I watched the ceremonies instead on the TV in my bedroom 3000 miles away. Laying across the bed on my stomach like an eight-year-old watching cartoons. And, as one 1969 Met after another was brought out, I cried. And cried some more. And remembered the days of old. I wished that this very classy gathering had been held actually in the now-parking-lotted Shea Stadium, where it all played out like the most improbable plotline ever created.
This was perhaps the most fabulous season of my life and it set a standard for summers that has yet to be topped. I was a young baseball fan and my choice for favorite team was being vindicated for at least this year. There are tons of memories and I will need to devote at least one or two of my Sunday Memory Drawers to waxing more eloquently on the likes of Seaver, Koosman, Hodges, and Agee. But, for now, 1969 brings me to some other more immediate thoughts.
As I scoped the usual blogs to read stories on the team reunion, I noticed more than a little indifference from the writers. Because most of these articles are done by younger people, the 1969 Met championship is only a sidebar in their lives. For most of them, the real bell ringer is the 1986 World Championship New York Mets. To them, players like Gary Carter, Keith Hernandez, Dwight Gooden, and Ron Darling trump all others in Met lore.
Hmmmmm.
Hey, I was there, too, in 1986. And I shared in the exhileration of a long day's journey into Ray Knight and a ball behind the bag that get by Buckner. For the first time as an adult, I was vindicated as a baseball fan. But, as great as that was, it didn't hold a candle to 1969. The first time for the Mets. The first time for me.
So, the question bears asking. Do you have to be alive to appreciate history? If I had been born ten or fifteen years later, would I appreciate 1969 as much?
So, I think about it. I wasn't alive for Babe Ruth, but I can still recognize that he was one of the greatest players of all time. I never saw Jackie Robinson, but I can appreciate every thing he did for the game. I didn't live through Pearl Harbor, but I can understand how devastating that event was in the annals of our nation's history.
I know some young adults who clearly get it. They can reel off the wonders of Sandy Koufax, Ted Williams, Mickey Mantle, and other players who had retired long before their birth dates in 1983 or 1984. But, there are others who have no concept.

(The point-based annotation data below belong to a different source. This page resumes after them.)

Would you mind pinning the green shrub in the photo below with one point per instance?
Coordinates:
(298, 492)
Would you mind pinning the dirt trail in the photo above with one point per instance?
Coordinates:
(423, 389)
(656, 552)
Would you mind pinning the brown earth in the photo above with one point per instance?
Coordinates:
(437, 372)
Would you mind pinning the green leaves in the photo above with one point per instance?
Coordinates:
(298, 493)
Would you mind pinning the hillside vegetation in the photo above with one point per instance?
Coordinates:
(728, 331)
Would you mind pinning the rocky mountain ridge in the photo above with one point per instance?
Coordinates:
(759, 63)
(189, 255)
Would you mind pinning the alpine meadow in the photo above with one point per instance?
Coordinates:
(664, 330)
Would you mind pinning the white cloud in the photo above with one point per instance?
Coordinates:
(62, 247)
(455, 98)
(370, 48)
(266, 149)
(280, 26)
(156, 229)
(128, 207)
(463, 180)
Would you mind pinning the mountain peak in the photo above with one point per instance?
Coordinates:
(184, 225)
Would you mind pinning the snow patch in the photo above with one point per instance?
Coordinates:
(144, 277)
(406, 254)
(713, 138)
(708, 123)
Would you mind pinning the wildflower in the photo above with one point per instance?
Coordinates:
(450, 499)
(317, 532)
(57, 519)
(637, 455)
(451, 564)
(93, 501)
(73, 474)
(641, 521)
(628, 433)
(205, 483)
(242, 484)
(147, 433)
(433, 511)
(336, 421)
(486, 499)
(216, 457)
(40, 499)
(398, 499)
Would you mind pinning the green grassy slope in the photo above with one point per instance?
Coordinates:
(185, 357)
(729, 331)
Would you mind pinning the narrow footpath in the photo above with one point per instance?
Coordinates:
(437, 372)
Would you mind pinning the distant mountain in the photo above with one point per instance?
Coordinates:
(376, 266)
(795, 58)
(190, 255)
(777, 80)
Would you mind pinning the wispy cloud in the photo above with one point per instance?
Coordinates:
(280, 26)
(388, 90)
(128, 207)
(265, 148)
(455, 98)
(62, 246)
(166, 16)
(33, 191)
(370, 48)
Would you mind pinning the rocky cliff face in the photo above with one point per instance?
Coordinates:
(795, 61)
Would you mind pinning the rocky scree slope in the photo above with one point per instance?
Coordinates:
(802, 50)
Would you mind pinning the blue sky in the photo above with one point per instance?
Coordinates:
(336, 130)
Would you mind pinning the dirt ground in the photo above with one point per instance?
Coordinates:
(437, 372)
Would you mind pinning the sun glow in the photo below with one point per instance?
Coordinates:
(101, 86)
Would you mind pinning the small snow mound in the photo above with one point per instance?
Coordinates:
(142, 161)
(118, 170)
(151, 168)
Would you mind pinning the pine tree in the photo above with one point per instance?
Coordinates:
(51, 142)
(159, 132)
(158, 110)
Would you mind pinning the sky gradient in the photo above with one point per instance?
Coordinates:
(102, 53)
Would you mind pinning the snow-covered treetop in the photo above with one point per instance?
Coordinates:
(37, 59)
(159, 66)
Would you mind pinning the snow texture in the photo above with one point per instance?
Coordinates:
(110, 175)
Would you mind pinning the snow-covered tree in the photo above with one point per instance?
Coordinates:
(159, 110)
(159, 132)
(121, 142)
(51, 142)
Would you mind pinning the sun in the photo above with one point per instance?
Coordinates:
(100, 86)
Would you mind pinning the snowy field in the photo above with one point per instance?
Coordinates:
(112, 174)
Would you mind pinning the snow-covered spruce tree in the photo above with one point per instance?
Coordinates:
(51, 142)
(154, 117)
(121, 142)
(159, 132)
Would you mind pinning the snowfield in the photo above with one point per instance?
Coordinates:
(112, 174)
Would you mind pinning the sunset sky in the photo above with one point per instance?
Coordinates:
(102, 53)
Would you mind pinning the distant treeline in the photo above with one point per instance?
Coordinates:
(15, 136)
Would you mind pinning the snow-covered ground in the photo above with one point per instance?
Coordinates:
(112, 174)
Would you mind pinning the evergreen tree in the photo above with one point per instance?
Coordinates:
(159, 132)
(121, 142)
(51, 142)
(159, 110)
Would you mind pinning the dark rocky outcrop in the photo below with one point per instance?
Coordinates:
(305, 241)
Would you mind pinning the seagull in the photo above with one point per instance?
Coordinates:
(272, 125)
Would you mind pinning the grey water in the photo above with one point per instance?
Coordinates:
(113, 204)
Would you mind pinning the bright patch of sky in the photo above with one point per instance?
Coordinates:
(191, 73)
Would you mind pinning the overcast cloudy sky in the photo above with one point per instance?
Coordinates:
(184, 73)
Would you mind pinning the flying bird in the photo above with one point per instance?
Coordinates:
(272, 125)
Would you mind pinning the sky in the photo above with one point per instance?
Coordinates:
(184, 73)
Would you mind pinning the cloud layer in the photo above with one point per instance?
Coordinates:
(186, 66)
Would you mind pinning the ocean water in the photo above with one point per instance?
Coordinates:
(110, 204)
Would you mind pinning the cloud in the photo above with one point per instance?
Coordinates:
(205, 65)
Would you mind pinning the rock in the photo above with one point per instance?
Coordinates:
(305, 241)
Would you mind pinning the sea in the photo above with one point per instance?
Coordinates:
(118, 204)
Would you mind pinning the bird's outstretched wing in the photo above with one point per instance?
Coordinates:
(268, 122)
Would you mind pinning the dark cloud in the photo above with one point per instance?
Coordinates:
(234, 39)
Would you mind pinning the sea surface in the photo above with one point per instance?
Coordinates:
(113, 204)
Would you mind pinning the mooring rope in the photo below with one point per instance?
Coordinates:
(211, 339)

Several years back, when the Mets had fans vote on the greatest moments in the team's history, catcher Todd Pratt's playoff homerun in 1969 outscored several earlier but more important days in Flushing. Huh? A terrific game, but better than Agee's two catches in Game 3 of the 69 World Series? More memorable than Ron Hodges' ball off the wall during the September pennant race of 1973? More exciting than Lenny Dykstra's game-winning homerun (I refuse to say the ESPN-conjured expression "walk off") in Game 3 of the 1986 NLCS? If you're under 20, I guess the answer is...probably.

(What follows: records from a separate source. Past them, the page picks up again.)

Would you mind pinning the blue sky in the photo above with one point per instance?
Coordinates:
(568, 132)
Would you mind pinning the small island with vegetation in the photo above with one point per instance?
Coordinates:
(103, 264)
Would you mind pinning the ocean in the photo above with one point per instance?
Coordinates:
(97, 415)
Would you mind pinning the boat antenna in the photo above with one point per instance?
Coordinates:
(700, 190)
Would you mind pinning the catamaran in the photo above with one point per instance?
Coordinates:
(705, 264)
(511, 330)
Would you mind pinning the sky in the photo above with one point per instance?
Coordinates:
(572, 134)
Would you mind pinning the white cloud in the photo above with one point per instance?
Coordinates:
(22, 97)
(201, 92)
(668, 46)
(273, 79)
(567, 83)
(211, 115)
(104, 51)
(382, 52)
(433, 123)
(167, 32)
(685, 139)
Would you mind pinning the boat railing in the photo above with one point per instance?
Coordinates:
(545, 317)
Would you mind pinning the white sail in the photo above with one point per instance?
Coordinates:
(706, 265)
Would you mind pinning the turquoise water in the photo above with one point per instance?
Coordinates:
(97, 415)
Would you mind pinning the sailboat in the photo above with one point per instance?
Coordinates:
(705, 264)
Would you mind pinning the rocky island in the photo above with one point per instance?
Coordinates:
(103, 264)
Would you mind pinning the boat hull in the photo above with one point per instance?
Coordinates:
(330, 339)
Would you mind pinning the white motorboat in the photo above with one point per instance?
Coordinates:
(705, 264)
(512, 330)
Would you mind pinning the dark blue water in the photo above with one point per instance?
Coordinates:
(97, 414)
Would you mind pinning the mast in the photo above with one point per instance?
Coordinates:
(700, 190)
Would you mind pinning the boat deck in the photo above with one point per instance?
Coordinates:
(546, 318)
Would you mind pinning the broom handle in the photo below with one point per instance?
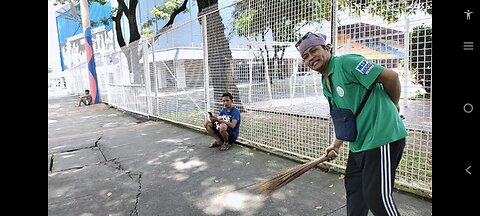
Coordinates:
(319, 160)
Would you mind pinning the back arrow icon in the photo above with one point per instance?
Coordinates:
(467, 170)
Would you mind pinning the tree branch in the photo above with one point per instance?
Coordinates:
(175, 13)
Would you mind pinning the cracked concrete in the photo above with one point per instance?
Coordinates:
(137, 167)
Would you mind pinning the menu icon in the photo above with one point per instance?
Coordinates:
(467, 45)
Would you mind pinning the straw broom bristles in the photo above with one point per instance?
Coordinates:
(271, 184)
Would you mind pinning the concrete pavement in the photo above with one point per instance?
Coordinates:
(102, 161)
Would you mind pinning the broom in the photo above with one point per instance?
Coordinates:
(275, 182)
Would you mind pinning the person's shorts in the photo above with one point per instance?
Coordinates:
(232, 137)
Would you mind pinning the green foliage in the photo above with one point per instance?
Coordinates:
(160, 13)
(421, 55)
(389, 10)
(256, 19)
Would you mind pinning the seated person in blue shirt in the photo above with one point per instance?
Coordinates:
(225, 127)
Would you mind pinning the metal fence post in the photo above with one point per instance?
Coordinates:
(146, 69)
(334, 31)
(205, 63)
(406, 63)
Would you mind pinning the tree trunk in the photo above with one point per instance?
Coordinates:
(220, 60)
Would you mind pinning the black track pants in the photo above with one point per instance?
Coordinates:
(369, 180)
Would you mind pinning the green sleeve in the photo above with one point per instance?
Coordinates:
(366, 72)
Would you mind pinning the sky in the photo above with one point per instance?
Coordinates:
(53, 50)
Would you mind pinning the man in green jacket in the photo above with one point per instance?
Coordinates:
(375, 154)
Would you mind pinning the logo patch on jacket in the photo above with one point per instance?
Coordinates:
(364, 67)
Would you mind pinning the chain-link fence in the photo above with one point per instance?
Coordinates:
(247, 48)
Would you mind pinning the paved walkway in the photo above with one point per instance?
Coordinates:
(102, 161)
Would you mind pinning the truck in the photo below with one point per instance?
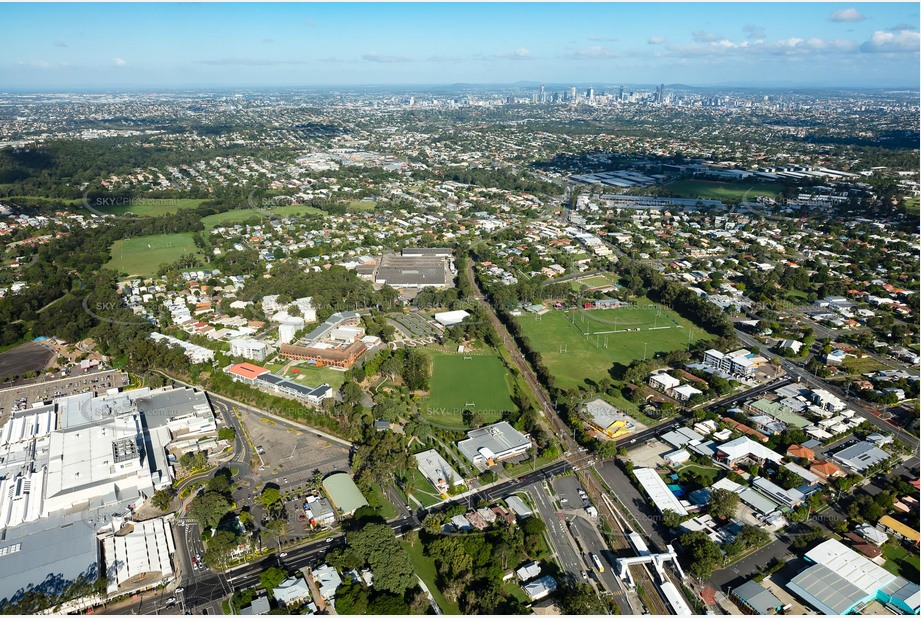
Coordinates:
(597, 563)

Ultimately, it's okay to respect something you yourself didn't feel or touch. So, young baseball fans, open up the books and experience some of the past days of your favorite team. Because it counts just as much as what you saw happen last week.
As for me and 1969, I am lucky. I did feel. I did touch. And it was so good.
Dinner last night: Garden medley salad with chicken at BJs.